BOOK PROJECT

As we have walked alongside of families this year, God has brought more and more people our way who are struggling with divorce.  We have seen inside too many families, met with the husband, spoke to the wife, listened to their children.  It can be gut-wrenching.

Which is the very short version of how the book project came to be.  Collateral Damage refers to the unintended consequences.  The wreckage left by others’ decisions.  In divorce, the kids can be the collateral damage.

If you are a child of divorce–no matter your age or how long your parents have been divorced–we would like to speak to you.  This book will use your voice, your stories to tell of the Collateral Damage being caused in the lives of children throughout our community and our country by divorce.

2 thoughts on “BOOK PROJECT”

  1. For a long time I felt that my parents divorce was my fault. After having heart-to hearts with both my Mom and my Dad I realized I was not to blame. I realized that God does things for a reason.

    1. Brianna,
      Thank you for sharing your thoughts. Children thinking they caused their parents divorce is one of the worst lingering affects of divorce, it is goes hand in hand with thinking that the children can stop a divorce.
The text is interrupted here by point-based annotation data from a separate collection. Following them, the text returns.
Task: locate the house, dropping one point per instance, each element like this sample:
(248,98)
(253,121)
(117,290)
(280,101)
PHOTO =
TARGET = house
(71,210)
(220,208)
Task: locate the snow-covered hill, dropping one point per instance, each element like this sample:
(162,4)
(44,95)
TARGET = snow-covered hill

Both of those weigh on children’s hearts for years and sometime generations. It is what I call “Collateral Damage.”
      Remember, God hates divorce and he will not have a hand in it. Jesus is very clear when he says in Mark 10:5 “It was because your hearts were hard that Moses wrote you this law.” Jesus is telling us two very important things in one sentence. Moses (a man) wrote the law that allowed divorce, and he only wrote it because the peoples hearts were hard, hard to themselves and to each other. It is a fact that divorce will happen, no one can change that because peoples hearts are hardened. It is the same thing that keeps people from accepting the grace God has for them and refusing to believe in His son, Jesus Christ.
      When you say, “God does things for a reason” if you are implying that He “did” the divorce in your parents marriage, I would have to dis-agree, again “God hates divorce.” If you are thinking that God sent you to your parents to talk with them in order to free you from the burden that you have been carrying, then I think you are right. Jesus says, “The truth will set us free,” it is this type of dialogue that falls under His statement. You are now free from the lie and the pain. My prayer is that you are also free from the lingering affects of your parents divorce.
      I would like to continue this discussion with you in person and perhaps if you are up to it to “interview” you for the book project.